The configuration values 20 within the configuration registers 18 can be updated by the associated software when a change in software state is detected. For instance, the boot process software can be updated to a new version. The computing device 12 is rebooted to implement the changes resulting from the update. During the reboot process, the boot process software can update the associated configuration values 20 to indicate the updated version of the boot process software.

The security module 16 can also store encryption keys 22 for encrypting data in an encrypted partition 34 of the computing device 12. The encryption keys 22 can include a cryptographic key that is bound to a particular configuration value 20 for encrypting data on the encrypted partition 34. By way of example, the security module 16 can include a configuration register 18 associated with the boot process software that stores a configuration value 20 associated with the current state of the boot process software. Based on the configuration value 20, the security module 16 can generate an encryption key 22 and a decryption key 28 that is bound to the configuration value 20. As such, any changes to the configuration value 20 will cause a new binding (e.g., encryption key, decryption key, etc.) to be generated for encrypting and decrypting encrypted data 38 relevant to the boot process software on an encrypted partition 34. Encrypted data 38 can be stored in the encrypted partition 34 and include a representation of the boot process software and/or data associated with the boot process software. Example representations may include, but are not limited to a ciphertext representation.

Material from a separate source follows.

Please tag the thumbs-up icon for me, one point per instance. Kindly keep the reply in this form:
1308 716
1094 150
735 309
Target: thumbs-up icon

The memory 24 may include an encryption system 26. The encryption system 26 can include a block device encryption subsystem configured to encrypt and decrypt the encrypted partition 34 using encryption keys 22 and decryption keys 28. One example of an encryption system 26 is dm-crypt, available at docs.kernel.org/admin-guide/device-mapper/dm-crypt.html, which can encrypt whole disks (including removable media), partitions, software RAID volumes, logical volumes, as well as files. The encryption system 26 can receive encryption keys 22 from the security module 16 and encrypt one or more encrypted partitions 34 within the partitions 40 based on bindings 36.

The encrypted partition 34 can include divisions of the partitions 40 within the storage device 32 that separate units by operating systems (OSs) and file systems. For instance, the boot configuration software can require access to the OS software of the computing device 12 and to the relevant data to load both into the memory 24 during the boot process. By way of a non-limiting example, the GNU GRUB boot configuration software can be associated with two configuration values such as PCR register values 8 and 9 representing the OS software and relevant data respectively. The PCR register values 8 and 9 can be stored in encrypted partition 34 on the encrypted partition 34.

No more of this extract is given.